In their Sept. 17 meeting, four members of the Planning Board discovered they had no authority over the size of the buildings of Butterfield. They expressed surprise to learn they had missed the opportunity to secure that authority. Each said they had been told they could make the development smaller later. Certain that the Village Board had intended for them to have this authority, they said they wanted to review the matter with the Village Board.
Instead of taking their discussion to an open meeting with the Village Board, or continuing discussion among themselves in an open meeting, Planning Board Chairman Barney Molloy announced an executive session with Special Counsel Anna Georgiou, away from public scrutiny.

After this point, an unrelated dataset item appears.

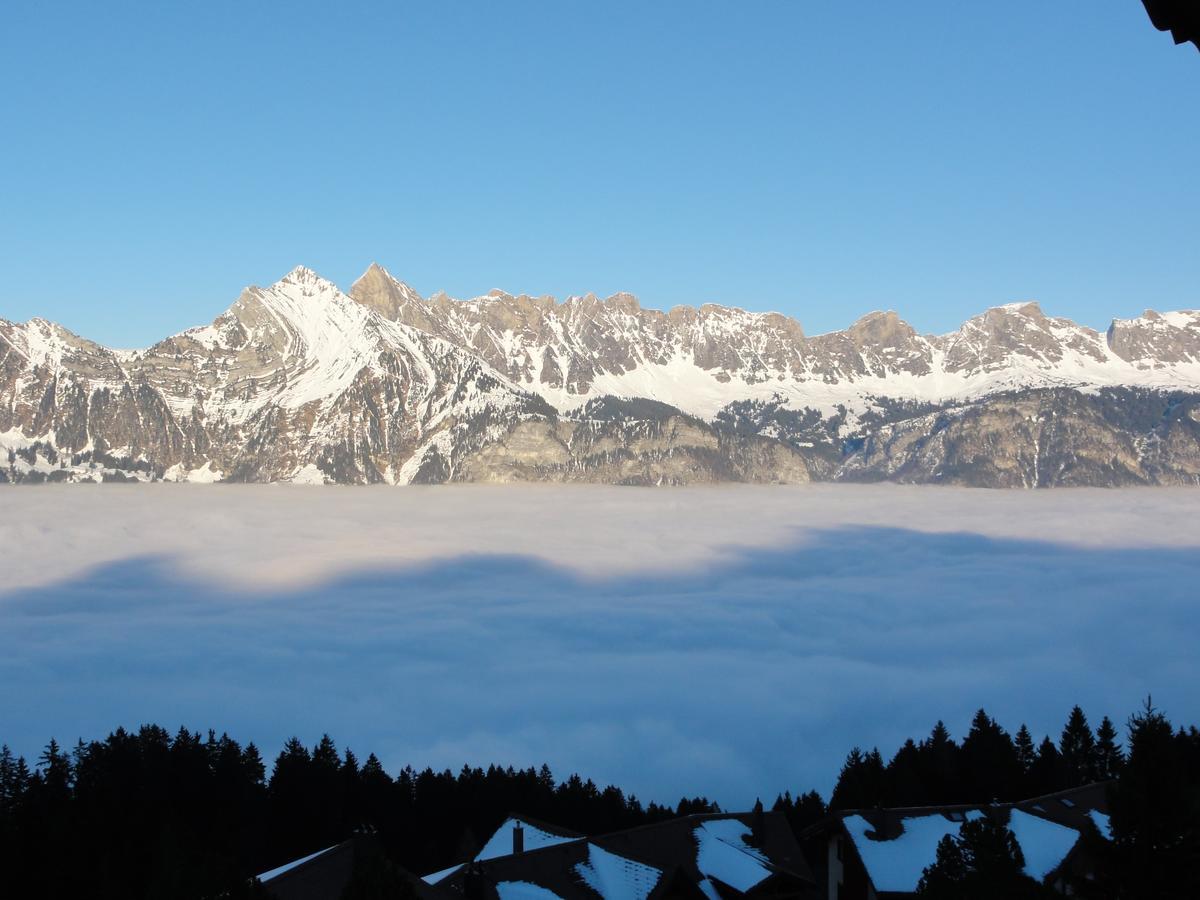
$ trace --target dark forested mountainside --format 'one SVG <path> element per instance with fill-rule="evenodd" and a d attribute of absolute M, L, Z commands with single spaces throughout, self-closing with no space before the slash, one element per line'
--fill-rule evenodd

Where four clearly confused, frustrated but diligent volunteers went into that closed meeting looking to reclaim their authority, three came out quietly agreeing to not go to the Village Board, instead ceding authority over the size and scale of these buildings, which they deemed too large for our village.
“Open government” seemed very important to Barney Molloy and his candidates Bowman and Fadde during our last village election. They demanded immediate posting of meeting minutes and videotaping of all meetings. They accused then Trustee Matt Francisco of “unprecedented” and “illegal” use of executive session.
(It should be noted that in their first six months as trustees, Bowman and Fadde have invoked executive sessions four and six times respectively, more than Francisco requested in two years, and still there are no videotaped Village Board workshops, and no videotaped meetings of our standing boards and committees. Five weeks have passed since the Planning Board’s Sept. 17 meeting and still there are no minutes posted.)
Francisco’s board invoked executive session for interviewing village job applicants in service of the interviewee’s privacy. For some reason, it was important to Bowman, Fadde and Molloy that the public have access to such interviews. Is it not equally important for the public to have access to a meeting where they might understand how our Planning Board came to cede its authority over the size of the largest development in Cold Spring’s history?
One board member said at that Sept. 17 meeting, before going into the closed session: “I have grave doubts that the community understands the mass of this project … and I think will be surprised at the result.” “Open government” should be an active principle rather than a banner to be waved at opponents during an election. We need to put it into practice at once, if we don’t want to be unhappily surprised down the road.